29th January 2021, 10 min read

Number Parsing at a Gigabyte per Second

15 thoughts on “Number Parsing at a Gigabyte per Second”

Idiot says:

January 30, 2021 at 8:25 am

https://developer.mozilla.org/en-US/docs/Web/JavaScript/Reference/Global_Objects/Number/MAX_SAFE_INTEGER

JavaScript is not 64-bit
1. Daniel Lemire says:
  
  March 24, 2021 at 11:31 pm
  
  @Idiot
  
  My statement is…
  
  JavaScript represents all its numbers, by default, with a 64-bit binary floating-point number type.
  
  The link you offer supports this statement because it says that we can represent integers exactly up to 2^53, which is what happens under the IEEE binary64 type.
  1. Daniel Lemire says:
    
    March 24, 2021 at 11:32 pm
    
    @Idiot
    
    The link you offer does confirm my statement, please check.
Alice Ryhl says:

January 30, 2021 at 9:45 am

Is there any work on replacing the functions for this in the language’s respective standard libraries? The Rust implementation seems like it would be a good fit for the Rust standard library, with it having no dependencies and no_std support.
1. Daniel Lemire says:
  
  March 24, 2021 at 9:39 pm
  
  Is there any work on replacing the functions for this in the language’s respective standard libraries?
  
  It is part of Go as of the latest version.
Suminda Sirinath Salpitikorala Dharmasena says:

January 30, 2021 at 10:25 am

I would like to help out on the Java port but I my requirement is that I can go round trip without having different cache table for float/double to string and string to float/double.

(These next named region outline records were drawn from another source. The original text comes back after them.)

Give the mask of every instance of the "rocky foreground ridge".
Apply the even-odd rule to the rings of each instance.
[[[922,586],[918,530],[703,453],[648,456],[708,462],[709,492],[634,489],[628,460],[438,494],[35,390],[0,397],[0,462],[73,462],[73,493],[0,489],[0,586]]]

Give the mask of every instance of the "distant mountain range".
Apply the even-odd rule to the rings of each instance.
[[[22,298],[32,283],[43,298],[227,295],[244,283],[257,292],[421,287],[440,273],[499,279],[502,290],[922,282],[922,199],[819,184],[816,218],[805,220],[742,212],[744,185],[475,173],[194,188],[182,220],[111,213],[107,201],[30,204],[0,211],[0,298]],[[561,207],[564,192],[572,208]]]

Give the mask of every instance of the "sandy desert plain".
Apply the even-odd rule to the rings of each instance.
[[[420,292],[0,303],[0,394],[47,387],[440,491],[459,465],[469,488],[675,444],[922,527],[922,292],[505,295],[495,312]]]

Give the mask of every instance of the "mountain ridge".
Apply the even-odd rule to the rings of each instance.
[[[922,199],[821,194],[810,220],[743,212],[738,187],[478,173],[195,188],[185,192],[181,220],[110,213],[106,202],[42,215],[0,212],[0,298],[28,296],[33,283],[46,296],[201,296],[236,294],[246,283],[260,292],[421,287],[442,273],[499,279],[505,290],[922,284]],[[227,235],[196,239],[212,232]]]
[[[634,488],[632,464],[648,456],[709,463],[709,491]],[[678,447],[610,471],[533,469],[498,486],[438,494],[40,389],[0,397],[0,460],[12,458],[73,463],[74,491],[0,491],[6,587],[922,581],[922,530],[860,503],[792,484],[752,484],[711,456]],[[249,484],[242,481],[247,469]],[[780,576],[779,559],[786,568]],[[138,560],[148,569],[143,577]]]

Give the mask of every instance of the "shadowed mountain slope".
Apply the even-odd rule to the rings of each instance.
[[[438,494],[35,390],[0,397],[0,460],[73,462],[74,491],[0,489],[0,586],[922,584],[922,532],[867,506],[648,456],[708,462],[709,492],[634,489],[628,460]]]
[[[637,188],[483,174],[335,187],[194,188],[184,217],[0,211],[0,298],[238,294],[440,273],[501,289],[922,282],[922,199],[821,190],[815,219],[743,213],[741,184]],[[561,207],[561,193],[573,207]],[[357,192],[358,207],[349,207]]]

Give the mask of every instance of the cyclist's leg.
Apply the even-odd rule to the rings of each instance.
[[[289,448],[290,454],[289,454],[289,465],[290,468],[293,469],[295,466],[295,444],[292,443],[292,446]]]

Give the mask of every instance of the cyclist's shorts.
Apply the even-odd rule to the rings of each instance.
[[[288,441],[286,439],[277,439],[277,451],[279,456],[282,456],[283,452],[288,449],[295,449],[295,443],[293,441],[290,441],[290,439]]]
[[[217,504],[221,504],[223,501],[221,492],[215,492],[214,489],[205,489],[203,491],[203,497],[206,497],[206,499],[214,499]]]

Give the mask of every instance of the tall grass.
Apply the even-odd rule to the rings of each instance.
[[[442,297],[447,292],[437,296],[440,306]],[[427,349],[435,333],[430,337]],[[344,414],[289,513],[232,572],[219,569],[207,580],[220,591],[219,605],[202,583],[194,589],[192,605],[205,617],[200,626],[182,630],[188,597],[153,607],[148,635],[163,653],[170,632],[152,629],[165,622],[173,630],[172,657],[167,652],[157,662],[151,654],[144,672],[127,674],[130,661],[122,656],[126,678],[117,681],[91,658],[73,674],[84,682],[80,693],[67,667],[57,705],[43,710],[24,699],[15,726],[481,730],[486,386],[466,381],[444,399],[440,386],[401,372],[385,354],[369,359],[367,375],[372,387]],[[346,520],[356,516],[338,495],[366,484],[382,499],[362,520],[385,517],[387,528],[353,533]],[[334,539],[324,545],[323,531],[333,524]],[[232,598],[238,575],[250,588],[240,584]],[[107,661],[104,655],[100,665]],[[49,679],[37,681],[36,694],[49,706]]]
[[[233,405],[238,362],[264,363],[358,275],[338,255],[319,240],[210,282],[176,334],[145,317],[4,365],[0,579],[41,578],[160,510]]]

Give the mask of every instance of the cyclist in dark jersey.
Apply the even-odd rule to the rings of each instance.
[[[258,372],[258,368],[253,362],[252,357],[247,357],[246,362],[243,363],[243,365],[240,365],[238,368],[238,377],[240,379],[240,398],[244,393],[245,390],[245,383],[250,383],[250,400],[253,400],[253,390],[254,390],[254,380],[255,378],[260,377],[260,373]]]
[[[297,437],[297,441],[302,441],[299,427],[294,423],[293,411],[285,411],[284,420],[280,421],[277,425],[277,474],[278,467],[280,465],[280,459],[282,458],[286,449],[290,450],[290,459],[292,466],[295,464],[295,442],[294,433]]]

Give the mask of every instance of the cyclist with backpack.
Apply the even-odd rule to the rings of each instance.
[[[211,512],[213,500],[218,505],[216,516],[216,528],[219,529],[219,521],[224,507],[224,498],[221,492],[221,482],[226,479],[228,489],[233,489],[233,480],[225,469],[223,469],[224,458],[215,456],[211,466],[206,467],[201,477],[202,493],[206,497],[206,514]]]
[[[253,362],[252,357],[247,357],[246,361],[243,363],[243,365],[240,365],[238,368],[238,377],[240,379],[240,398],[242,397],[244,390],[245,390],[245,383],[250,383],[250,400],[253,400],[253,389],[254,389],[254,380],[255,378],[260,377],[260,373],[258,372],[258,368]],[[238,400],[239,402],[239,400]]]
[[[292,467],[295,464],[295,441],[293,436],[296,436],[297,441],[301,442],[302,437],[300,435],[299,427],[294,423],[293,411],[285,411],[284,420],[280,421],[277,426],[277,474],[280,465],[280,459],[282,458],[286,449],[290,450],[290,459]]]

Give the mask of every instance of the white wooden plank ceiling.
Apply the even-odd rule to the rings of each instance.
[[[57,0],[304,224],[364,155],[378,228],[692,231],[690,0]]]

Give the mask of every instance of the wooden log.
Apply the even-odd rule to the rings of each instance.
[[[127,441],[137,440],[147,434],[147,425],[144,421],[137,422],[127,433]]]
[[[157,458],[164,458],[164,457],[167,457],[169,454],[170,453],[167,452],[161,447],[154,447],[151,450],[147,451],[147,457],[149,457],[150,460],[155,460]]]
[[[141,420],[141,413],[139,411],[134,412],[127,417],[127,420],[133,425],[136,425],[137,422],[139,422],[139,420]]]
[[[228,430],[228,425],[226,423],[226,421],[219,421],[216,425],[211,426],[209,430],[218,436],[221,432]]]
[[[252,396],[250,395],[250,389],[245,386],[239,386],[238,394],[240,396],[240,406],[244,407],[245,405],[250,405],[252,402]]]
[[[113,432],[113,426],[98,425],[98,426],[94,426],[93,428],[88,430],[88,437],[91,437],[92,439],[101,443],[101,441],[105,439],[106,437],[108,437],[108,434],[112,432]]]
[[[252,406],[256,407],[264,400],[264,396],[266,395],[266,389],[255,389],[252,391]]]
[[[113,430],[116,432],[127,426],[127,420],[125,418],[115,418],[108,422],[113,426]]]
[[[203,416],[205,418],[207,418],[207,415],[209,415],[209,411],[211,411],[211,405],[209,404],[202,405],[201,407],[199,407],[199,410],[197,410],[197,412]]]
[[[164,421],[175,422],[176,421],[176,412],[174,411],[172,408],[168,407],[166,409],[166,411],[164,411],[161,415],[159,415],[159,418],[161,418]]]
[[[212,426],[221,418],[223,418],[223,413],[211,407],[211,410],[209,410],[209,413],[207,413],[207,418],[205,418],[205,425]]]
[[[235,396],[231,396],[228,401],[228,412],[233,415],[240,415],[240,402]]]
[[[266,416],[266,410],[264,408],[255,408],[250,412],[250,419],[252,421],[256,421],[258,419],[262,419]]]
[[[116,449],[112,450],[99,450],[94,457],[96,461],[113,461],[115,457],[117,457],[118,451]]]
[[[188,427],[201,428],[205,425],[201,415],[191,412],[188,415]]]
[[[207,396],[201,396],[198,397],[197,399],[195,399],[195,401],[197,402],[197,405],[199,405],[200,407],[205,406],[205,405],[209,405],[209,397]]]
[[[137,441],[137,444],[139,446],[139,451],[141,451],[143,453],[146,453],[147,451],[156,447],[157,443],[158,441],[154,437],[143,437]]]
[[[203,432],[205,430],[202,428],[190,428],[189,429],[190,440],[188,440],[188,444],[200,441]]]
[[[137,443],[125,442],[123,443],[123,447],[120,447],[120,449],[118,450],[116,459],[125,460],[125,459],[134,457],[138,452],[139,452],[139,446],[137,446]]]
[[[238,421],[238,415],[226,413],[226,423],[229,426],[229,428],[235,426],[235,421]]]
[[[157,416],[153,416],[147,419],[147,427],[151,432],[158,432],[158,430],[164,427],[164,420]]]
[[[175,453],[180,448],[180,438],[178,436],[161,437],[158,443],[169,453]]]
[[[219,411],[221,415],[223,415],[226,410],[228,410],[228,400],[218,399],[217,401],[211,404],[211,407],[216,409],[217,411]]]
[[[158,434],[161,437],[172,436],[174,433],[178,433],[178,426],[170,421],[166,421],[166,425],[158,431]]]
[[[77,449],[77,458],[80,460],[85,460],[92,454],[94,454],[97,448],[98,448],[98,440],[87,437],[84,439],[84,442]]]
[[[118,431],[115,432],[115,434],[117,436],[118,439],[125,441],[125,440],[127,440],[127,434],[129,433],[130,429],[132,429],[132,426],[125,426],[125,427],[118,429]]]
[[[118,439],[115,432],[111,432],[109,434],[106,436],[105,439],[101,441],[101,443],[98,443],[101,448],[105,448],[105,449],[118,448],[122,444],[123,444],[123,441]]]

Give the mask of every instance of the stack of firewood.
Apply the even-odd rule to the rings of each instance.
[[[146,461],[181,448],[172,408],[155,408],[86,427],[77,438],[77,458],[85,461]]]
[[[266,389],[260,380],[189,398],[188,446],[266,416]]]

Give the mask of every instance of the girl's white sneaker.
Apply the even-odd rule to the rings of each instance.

At the moment I am trying to port a DragonBox version (https://github.com/jk-jeon/dragonbox/, https://github.com/jk-jeon/fp/, https://github.com/abolz/Drachennest/) but I am interested in this if it can outperform DragonBox and can go round trip (float/double to string, string to float/double).
1. Daniel Lemire says:
  
  March 24, 2021 at 9:40 pm
  
  We provide exact parsing with round-to-even so “round trip” is not a concern. I have not worked on serialization.
Frank Astier says:

January 30, 2021 at 5:17 pm

But, when I have to store e.g. a big matrix of floating point numbers, I would do a copy of that contiguous chunk of memory to disk, and vice-versa, possibly throwing in mmap – precisely to avoid parsing from text?
1. Daniel Lemire says:
  
  January 30, 2021 at 6:12 pm
  
  Right. If you serialize your numbers in binary form, you obviously have no parsing difficulty. In the paper, I also allude to another possibility: you can use hexadecimal floating-point numbers.
Bret Bernhoft says:

February 5, 2021 at 2:34 am

What do you feel accounts for the great differences in bandwidth used by each approach? It would be interesting to test these same computations on multiple different CPUs.
1. Daniel Lemire says:
  
  February 5, 2021 at 1:58 pm
  
  The paper does cover different CPUs.
Piotr Grochowski says:

June 17, 2022 at 12:47 pm

I made my own floating point input/output method (https://reddit.com/r/fpio) How does the performance of r/fpio compare to your benchmark?
My name when spreading silly questions says:

June 17, 2023 at 9:17 am

hello, nice work, but I’m unsure about one point:
the video title reads ‘w/Perfect Accuracy’, but in the end you state:
‘can do exact computation 99,99% of the time’, doe’s that mean:
‘in 0.01% of time ( cases ) you see an error and can fall back to other algorithm’, or
‘in 0.01% of cases you get a slightly wrong result, learn to live with it’?
1. Daniel Lemire says:
  
  June 17, 2023 at 2:24 pm
  
  It is the former: we fallback if needed.
  1. My name when spreading silly questions says:
    
    June 17, 2023 at 5:31 pm
    
    🙂 thank you,